O fotógrafo local do Jornal Zero Hora, sorrindo, com um tapinha nas costas de um policial se divertia: “Mais um showzinho pra gente”, focando as mulheres submetidas a humilhação das revistas. Eram as policiais femininas que faziam esta parte. Algumas constrangidas. Outras tinham ódio no olhar e nas mãos, quando batiam nos bonés verdes das camponesas, e depois de retirarem seus lenços, os jogavam com algum prazer à margem da estrada. Como as zapatistas quando usam os passa-montanha, as sem terra ganham importância quando protegem o rosto com os lenços. Basta retirá-los para que se tornem invisíveis novamente.

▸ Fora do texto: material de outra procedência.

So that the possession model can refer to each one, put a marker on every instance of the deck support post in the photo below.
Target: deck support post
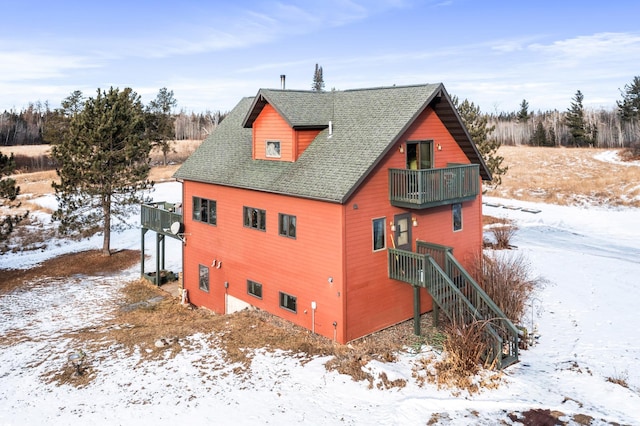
(416, 310)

Cercadas pela polícia e pela mídia, oprimidas pela polícia e pela mídia, violentadas pela polícia e pela mídia, a mando da Justiça e das empresas. “Não vai ter problema nenhum, agressão nenhuma”, garantiu o Coronel Biensfield, quando pela manhã as tropas desfizeram o acampamento. De fato, não bateram, não atiraram, não agrediram o corpo. Mas vigiá-las, constrangê-las, cercá-las, revistá-las, submetê-las, identificá-las, levá-las para a delegacia, deixar elas e as crianças passarem fome e sede, impedindo os assentados de alimentá-las, não é violência?

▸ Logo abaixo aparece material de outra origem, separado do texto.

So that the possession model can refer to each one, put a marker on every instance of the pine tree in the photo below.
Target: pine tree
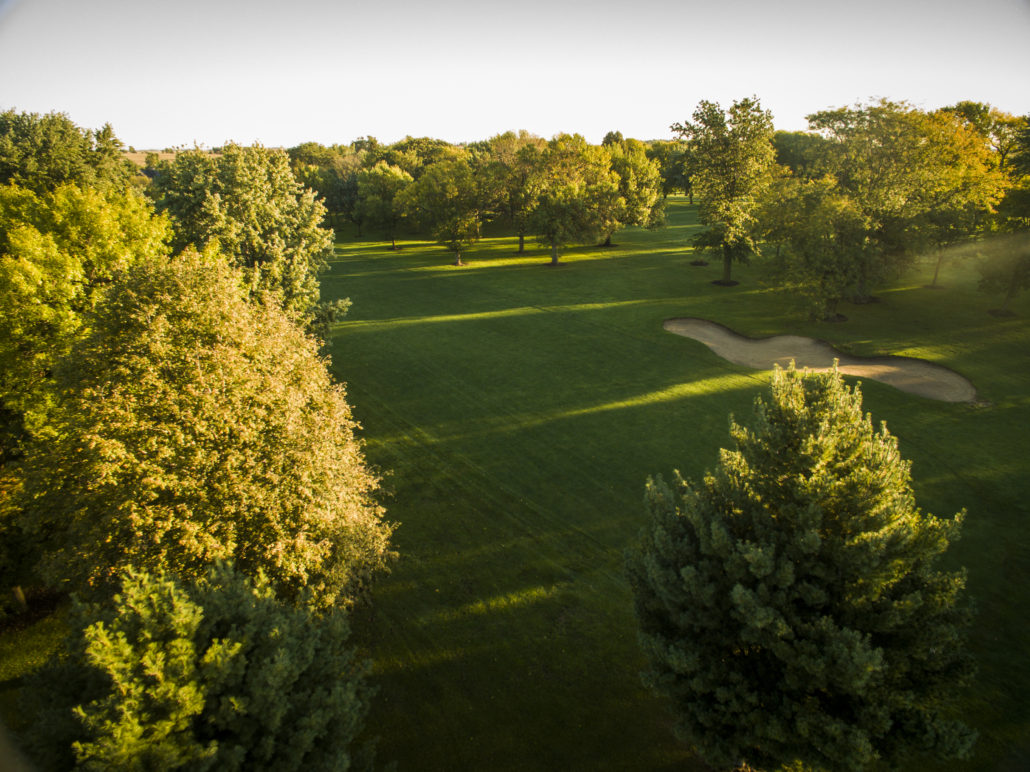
(789, 604)
(198, 426)
(217, 674)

“Nem prisão ou morte deterão a nossa ação, de lutar junto ao povo pela revolução”, respondem com a espinha ereta. E a revolução que querem está em outro cartaz que empunham: “Mulheres unidas pela terra e em defesa da vida”.

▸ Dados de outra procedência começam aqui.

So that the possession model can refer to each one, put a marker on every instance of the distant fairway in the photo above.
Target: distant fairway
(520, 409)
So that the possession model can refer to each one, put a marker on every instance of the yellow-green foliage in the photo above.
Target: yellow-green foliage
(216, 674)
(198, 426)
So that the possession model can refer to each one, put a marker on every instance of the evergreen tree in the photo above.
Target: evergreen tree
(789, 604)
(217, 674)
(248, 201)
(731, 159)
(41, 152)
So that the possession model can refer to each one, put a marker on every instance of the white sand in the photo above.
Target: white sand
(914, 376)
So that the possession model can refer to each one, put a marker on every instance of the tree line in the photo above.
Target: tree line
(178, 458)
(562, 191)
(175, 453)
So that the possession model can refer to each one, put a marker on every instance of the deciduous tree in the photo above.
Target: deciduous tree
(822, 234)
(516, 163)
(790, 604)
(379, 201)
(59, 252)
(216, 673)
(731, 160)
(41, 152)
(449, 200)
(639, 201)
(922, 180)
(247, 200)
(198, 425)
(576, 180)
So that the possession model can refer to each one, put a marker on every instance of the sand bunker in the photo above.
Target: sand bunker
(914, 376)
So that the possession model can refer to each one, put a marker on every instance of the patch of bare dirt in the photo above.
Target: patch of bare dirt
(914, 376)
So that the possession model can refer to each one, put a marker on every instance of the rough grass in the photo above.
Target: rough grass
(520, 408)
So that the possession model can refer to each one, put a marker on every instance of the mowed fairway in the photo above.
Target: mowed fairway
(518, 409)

A carona foi de um assentado da região. Voamos por um caminho alternativo até a cidade. Escoltados pelo efetivo da polícia, os ônibus com as agricultoras sem terra rumaram para o ginásio municipal. Perto dali, seis camponesas foram levadas para a delegacia. Uma delas, Joana, me contou depois que ouviu pelo rádio da viatura que estavam articulando a transferência delas para uma penitenciária. Mas aí, aconteceu. Ao invés de entrarem no ginásio, com um movimento espontâneo e espírito de resistência, as mulheres tomaram a rua. “Queremos as companheiras! Queremos as companheiras! Queremos as companheiras!”, insistiam. O batalhão de choque fechou a rua, então elas foram pra outra. Fecharam a outra, então elas foram para a próxima. Fecharam também, e então elas voltaram para a primeira. Até que para a polícia era bater ou recuar. E dessa vez estavam orientados a evitar a violência física, por conta da repercussão negativa do ano
anterior.
“Queremos as companheiras! Queremos as companheiras! Queremos as companheiras! Nós vamos buscar elas!”. E quando passaram por cima dos primeiros policiais, um oficial convenceu-as de que chamaria o Coronel para conversarem. Deram a ele cinco minutos. E então veio Cláudia, advogada do Movimento, com a notícia de que elas seriam libertadas, graças à mobilização das mulheres. E foram soltas. E mesmo vigiadas pelos aparatos do Estado, estão soltas lutando pela reforma agrária e empunhando escudos-cartazes que nos dizem: “Somente quando transgredimos alguma ordem, o futuro se torna respirável”.
As mulheres da Via têm outros nomes. São cuidados para driblar os que querem lhes tirar o ar.